Chennai, January 22: The Prison Advisory Board (PAB), constituted by the Tamil Nadu government following the plea made by a group of life convicts who had served imprisonment for over 14 years at the Vellore Central Prison, including three plotters of former Prime Minister Rajiv Gandhi’s assassination, is expected to submit its report to the government by this weekend.

District Collector C Rajendran, who is the chairman of the PAB, said the board had listened to the pleas made by the life convicts, including that of Nalini Sriharan, Robert Pias and Jayakumar on Wednesday as per the norms prescribed by PAB.

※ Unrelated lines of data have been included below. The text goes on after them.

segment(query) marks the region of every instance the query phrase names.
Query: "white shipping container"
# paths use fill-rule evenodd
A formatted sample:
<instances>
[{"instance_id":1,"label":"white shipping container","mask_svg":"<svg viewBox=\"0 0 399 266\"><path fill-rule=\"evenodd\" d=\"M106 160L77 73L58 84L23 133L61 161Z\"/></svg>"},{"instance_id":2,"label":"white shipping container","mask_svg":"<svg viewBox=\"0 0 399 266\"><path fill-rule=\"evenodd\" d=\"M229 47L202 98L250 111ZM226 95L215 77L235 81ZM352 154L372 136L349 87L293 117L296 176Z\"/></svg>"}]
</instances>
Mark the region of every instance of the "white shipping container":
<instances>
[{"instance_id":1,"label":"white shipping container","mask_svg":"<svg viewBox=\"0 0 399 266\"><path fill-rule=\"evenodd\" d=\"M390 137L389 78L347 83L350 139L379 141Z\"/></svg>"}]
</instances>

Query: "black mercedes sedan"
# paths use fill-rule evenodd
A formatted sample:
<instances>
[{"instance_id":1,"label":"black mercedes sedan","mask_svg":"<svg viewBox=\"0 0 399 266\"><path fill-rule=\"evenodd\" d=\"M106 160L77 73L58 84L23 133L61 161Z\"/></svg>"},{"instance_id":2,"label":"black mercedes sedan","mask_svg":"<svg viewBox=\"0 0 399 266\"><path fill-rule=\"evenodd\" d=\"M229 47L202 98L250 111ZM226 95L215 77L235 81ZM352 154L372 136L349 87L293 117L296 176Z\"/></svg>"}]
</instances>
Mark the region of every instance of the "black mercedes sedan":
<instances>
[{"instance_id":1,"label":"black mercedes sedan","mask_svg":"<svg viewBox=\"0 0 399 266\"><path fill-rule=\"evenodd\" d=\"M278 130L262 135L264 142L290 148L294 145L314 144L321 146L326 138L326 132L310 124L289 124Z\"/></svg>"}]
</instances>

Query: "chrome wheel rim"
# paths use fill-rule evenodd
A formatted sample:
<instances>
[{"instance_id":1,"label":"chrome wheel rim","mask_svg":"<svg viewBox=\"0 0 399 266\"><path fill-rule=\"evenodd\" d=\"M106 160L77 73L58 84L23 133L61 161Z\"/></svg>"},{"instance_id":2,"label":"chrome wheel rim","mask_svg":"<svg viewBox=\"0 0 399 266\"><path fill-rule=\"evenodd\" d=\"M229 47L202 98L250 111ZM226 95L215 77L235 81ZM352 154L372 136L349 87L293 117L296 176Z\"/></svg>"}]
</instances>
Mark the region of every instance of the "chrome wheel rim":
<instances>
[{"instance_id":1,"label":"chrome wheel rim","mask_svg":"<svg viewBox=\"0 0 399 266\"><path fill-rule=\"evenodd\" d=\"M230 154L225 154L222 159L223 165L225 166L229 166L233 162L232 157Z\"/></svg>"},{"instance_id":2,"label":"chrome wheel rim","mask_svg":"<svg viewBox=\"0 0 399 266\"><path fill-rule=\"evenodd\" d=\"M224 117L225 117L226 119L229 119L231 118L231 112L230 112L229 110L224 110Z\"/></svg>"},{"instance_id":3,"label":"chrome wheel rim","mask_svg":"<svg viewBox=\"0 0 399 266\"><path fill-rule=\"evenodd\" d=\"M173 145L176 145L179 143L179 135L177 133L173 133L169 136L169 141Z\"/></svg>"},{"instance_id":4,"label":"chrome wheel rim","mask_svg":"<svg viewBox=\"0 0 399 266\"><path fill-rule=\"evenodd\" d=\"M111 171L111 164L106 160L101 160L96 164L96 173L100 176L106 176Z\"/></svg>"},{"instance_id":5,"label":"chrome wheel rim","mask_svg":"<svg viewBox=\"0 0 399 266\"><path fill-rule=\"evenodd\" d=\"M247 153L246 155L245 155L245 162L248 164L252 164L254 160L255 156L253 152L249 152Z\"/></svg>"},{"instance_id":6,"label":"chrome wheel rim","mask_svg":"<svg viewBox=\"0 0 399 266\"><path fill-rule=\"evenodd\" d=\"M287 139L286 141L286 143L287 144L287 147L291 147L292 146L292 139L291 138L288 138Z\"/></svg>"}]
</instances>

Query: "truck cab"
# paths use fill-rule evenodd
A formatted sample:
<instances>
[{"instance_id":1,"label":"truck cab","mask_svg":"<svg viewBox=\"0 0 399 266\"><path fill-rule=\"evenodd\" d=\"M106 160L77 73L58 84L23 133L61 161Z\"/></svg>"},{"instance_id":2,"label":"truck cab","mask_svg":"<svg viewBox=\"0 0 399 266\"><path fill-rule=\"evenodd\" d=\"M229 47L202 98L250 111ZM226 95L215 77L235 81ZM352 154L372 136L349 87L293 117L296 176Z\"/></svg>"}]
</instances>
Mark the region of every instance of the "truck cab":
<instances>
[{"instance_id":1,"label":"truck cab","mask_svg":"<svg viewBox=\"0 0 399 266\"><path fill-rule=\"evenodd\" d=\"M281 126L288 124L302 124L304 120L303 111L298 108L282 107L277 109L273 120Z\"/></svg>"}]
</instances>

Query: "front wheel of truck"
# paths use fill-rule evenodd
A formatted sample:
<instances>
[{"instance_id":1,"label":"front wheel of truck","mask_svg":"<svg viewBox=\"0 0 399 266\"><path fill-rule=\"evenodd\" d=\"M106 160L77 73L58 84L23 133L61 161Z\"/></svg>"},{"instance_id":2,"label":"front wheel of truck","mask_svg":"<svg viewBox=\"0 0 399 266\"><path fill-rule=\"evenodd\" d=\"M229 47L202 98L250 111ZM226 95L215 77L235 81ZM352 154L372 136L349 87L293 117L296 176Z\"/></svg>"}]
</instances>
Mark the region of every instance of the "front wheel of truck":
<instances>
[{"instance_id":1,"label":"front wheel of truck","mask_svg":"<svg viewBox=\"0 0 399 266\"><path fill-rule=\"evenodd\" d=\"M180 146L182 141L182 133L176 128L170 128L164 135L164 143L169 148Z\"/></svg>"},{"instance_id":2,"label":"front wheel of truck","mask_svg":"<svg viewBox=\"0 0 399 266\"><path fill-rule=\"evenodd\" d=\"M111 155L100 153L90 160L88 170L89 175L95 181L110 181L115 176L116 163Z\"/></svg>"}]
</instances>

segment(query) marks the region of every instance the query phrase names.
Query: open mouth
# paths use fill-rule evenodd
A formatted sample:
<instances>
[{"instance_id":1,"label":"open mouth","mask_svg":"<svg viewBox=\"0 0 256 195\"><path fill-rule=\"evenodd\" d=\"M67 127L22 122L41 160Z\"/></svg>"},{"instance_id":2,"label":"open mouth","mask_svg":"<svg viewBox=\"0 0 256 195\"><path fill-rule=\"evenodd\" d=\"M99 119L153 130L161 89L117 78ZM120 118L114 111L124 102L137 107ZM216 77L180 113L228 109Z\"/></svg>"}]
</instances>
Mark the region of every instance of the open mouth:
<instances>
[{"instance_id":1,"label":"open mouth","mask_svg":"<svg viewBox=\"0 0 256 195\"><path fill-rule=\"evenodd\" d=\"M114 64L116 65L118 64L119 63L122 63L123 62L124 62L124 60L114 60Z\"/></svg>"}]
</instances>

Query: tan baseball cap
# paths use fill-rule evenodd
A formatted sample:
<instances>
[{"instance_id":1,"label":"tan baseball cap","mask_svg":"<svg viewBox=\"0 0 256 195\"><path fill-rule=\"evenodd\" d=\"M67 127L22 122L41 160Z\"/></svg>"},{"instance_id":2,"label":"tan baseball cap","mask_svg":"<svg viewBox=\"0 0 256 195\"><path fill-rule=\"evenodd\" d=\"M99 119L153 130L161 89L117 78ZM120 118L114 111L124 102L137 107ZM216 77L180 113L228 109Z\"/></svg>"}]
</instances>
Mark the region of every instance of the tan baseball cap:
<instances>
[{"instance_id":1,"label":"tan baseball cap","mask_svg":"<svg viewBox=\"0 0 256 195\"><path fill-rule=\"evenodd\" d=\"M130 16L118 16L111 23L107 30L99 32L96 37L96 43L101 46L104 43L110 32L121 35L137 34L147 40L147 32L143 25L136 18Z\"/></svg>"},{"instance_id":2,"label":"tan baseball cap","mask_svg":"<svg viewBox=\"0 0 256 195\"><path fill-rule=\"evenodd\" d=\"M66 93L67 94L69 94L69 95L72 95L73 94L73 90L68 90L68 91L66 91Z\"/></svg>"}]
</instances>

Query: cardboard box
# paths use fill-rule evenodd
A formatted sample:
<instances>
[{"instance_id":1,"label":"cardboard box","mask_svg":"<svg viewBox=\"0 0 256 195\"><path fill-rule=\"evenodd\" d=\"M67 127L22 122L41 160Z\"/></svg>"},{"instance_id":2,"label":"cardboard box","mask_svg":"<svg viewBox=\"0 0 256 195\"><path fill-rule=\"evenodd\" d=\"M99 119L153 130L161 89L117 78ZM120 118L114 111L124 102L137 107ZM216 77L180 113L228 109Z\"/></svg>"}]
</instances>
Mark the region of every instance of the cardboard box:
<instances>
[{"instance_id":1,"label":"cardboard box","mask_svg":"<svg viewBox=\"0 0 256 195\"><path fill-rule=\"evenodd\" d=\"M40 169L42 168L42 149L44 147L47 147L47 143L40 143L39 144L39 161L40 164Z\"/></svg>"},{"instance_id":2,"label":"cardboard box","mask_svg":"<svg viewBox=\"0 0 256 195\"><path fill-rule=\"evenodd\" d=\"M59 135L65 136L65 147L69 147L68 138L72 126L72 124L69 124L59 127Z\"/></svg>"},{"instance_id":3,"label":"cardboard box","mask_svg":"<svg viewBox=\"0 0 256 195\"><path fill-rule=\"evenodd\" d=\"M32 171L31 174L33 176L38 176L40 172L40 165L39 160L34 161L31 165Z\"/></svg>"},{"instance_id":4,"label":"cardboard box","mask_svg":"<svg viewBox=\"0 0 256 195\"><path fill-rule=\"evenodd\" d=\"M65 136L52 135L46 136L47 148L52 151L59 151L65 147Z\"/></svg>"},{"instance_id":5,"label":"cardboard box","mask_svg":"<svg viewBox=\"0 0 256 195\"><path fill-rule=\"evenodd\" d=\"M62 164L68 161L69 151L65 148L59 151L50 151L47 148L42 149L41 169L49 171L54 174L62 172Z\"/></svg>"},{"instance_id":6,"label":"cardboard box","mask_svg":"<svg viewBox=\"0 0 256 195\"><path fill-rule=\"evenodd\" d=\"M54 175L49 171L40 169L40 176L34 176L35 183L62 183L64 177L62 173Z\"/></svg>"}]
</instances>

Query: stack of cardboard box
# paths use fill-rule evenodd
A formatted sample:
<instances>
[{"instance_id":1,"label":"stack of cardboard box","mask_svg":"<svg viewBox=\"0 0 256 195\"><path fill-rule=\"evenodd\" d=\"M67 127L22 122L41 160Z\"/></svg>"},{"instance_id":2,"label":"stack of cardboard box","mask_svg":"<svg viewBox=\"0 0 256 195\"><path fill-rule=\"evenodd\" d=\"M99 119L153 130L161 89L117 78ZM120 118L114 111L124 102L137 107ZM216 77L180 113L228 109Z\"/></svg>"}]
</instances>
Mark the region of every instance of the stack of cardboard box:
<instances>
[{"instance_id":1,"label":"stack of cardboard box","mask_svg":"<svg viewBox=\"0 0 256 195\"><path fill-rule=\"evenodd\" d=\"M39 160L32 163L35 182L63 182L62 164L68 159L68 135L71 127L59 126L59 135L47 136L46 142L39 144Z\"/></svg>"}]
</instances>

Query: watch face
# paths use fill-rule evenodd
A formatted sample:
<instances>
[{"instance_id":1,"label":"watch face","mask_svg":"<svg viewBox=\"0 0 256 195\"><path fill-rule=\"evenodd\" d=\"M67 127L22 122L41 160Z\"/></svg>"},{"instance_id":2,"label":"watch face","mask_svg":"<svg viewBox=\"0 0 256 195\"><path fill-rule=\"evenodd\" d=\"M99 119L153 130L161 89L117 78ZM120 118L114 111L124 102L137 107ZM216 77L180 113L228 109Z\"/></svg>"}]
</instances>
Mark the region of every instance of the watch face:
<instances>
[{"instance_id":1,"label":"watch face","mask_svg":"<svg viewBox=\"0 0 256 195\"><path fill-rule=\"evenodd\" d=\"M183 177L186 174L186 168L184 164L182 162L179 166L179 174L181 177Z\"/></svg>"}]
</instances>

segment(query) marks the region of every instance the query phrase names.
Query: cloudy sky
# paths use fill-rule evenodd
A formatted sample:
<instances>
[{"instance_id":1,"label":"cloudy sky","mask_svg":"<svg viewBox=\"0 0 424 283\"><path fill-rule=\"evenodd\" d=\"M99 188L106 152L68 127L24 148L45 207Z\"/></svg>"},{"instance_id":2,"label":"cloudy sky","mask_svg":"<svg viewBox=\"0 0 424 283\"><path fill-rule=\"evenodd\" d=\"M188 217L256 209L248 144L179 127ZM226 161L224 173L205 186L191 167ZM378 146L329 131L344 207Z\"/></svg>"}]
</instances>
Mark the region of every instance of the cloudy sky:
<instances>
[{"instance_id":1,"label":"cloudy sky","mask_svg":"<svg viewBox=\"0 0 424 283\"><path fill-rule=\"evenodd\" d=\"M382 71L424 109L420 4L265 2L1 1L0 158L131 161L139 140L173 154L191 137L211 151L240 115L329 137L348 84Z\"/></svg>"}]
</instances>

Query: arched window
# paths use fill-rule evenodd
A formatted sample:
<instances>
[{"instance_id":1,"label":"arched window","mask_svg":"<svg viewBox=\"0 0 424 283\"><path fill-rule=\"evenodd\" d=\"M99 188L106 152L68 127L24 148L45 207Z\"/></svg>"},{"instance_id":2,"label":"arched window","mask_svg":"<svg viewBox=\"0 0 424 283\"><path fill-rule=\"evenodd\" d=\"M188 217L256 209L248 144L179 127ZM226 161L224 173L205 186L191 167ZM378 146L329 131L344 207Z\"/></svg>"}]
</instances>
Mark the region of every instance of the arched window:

The other eight persons serving life term and whose pleas were placed before the board are: Arjunan, Govindaswamy, Ilavendiran, Devaraj, Pandurangan, Vinayagam, Elumalai and Rajan.

The meeting of the PAB did create ripples in the media circle since it included the release of the Rajiv’s assassins.

While an earlier sitting of the PAB in 2006 had rejected similar plea by them, Nalini took up the issue once again with the High Court to form the Advisory Board besides pressurising the State government by observing a fast in September last year.

The Collector said the five-member board comprising chief judicial magistrate Kalaiarasan, regional probation officers Krishna Namagiri and Beullah Emmanuel and Prison Ssuperintendent N Sekar, besides himself had spent nearly four hours, by taking up the individual cases of all the 11 convicts in the prison.

Though six members were nominated for the board, one member Susheela did not participate in the sitting. The board first held the sitting in the Men’s prison for nearly three hours before going over to the Women’s prison to interact with Nalini. While the Collector refused to divulge the details of the interaction with the convicts, he added that reports were being prepared and submitted to the government `in a day or two’.

He also dismissed media reports that the board had ‘considered’ the pleas of the convicts, giving an impression that the “Rajiv assassination plotters may be freed prematurely”. “It is for the government to decide whether to consider the premature release of the convicts in question,” he further said.